Her friend begged her not to shave her hair but the daughter called and told Roper that her mother wasn’t taking the news as well as she let on to others, Roper said.

The first time she shaved her hair, two of her children did so with her to show their support.

“The kids volunteered,” she said. “I was just going to do it myself and my youngest and oldest sons said they wouldn’t let me go it alone.”

For her other friend, when she learned that the cancer was developing, Roper and her sons died their hair hot pink to show support. They decided to shave their hair when the friend called, saying she was losing her hair also.

“Unless you come out to shave your hair for a friend with cancer, you wouldn’t understand the experience,” Roper said.

When Roper first mentioned shaving her head, most people didn’t believe she would go through with it, she said. However, her husband was more than supportive of her sacrifice for her friends. He even helped her finishing shaving her hair off.

“The day I decided to shave my head, I called my husband telling him that when he got home from work, I’d be bald,” Roper said. “And he said, ‘just do what you need to do.’”

Besides helping her friends and the people around her, Roper also has a passion for animals.

“I used to take in animals and help to find them good home,” Roper said. “But I tried to stop because I grew attached to them and found it hard to let them go.”

Roper said when she drove by a stray wooded animal, she would stop and give it food.

“Some people say we are not supposed to (feed the animals), but there is no sense in them starving and suffering,” she said.

Roper’s actions toward her friends and loved ones encourage in her children a sense of kindness and fellowship.
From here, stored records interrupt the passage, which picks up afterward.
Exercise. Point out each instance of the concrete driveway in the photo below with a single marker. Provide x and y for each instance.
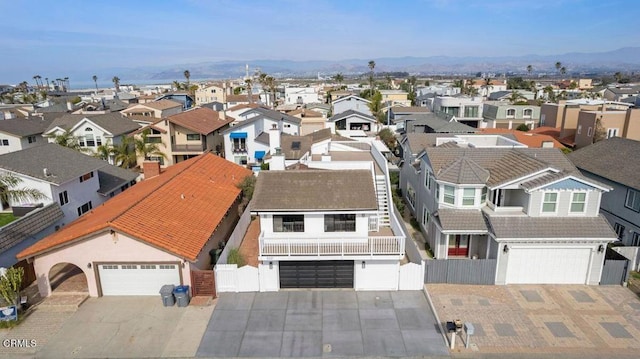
(128, 327)
(557, 320)
(322, 324)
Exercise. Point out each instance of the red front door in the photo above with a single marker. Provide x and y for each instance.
(459, 245)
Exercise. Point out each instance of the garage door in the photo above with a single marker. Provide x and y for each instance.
(320, 274)
(548, 265)
(137, 279)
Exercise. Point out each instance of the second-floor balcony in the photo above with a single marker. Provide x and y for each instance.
(370, 246)
(189, 148)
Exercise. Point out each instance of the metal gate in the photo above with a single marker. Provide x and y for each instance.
(316, 274)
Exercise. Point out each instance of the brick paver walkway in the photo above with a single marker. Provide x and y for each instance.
(543, 319)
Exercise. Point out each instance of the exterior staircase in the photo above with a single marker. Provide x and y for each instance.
(383, 201)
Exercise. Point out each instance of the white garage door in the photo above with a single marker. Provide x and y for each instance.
(137, 279)
(548, 265)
“My children, they will give you the shirt off their backs,” she said. “I love how willing they are to help people. But in the world as it is, I sometimes wonder if I had taught them wrong because some people may take advantage of the freedom of their hearts.”

However, Roper said the most important thing her and her husband try to show their children is still always be willing to give a helping hand to someone in need.